Au cours de cette semaine intense à Casa África, l'une des activités que nous avons organisées a été la présentation, à Tenerife et à Madrid, de l'un des rapports macroéconomiques sur l'Afrique de référence internationale. Il s'agit de ce que l'on appelle la Dynamique du développement africain, un ouvrage produit chaque année conjointement par le Centre de développement de l'OCDE et la Commission de l'Union africaine.

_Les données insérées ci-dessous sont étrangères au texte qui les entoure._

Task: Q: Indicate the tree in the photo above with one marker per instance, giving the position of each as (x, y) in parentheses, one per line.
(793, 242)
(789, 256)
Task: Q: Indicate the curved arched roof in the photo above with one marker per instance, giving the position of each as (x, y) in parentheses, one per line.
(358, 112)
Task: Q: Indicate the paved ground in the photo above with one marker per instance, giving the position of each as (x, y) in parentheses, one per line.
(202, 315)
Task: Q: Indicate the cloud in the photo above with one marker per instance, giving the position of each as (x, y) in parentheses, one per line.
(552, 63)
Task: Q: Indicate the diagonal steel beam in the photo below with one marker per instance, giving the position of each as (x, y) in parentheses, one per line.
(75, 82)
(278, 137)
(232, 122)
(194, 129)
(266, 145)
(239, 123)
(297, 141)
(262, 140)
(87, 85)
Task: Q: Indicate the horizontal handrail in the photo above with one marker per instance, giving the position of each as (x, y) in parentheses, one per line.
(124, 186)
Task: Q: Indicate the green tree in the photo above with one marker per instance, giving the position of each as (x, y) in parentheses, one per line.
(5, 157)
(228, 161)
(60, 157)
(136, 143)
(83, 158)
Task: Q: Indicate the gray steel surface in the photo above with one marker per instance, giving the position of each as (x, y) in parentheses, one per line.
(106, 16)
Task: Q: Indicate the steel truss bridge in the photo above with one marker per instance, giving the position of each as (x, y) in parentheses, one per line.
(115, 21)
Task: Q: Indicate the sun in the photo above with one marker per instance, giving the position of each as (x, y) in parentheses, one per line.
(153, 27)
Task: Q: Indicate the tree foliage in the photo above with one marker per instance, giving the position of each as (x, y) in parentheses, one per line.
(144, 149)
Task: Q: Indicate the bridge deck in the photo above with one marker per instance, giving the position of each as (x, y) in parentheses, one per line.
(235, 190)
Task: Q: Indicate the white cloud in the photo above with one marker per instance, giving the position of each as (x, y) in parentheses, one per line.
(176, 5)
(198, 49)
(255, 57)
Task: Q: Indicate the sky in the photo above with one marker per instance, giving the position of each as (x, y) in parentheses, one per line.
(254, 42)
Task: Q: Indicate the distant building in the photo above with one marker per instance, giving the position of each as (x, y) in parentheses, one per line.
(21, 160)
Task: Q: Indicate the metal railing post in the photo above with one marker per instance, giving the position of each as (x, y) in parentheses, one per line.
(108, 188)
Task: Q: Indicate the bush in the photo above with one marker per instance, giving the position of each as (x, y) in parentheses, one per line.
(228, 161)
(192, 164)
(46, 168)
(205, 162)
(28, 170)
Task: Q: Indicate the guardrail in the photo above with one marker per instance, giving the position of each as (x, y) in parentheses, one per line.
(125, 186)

Chaque année, le rapport traite généralement d'un sujet spécifique lié au développement économique nécessaire du continent, et le rapport de cette année traite d'un sujet très intéressant et d'un grand potentiel de collaboration pour notre pays : l'impact du développement de l'infrastructure.
Le rapport arrive à une conclusion fondamentale : la construction d'infrastructures n'est pas seulement une nécessité pour le continent africain, mais le principal levier stratégique pour atteindre les niveaux de développement que l'Union africaine elle-même s'est fixés comme objectif dans son plan directeur, l'Agenda 2063.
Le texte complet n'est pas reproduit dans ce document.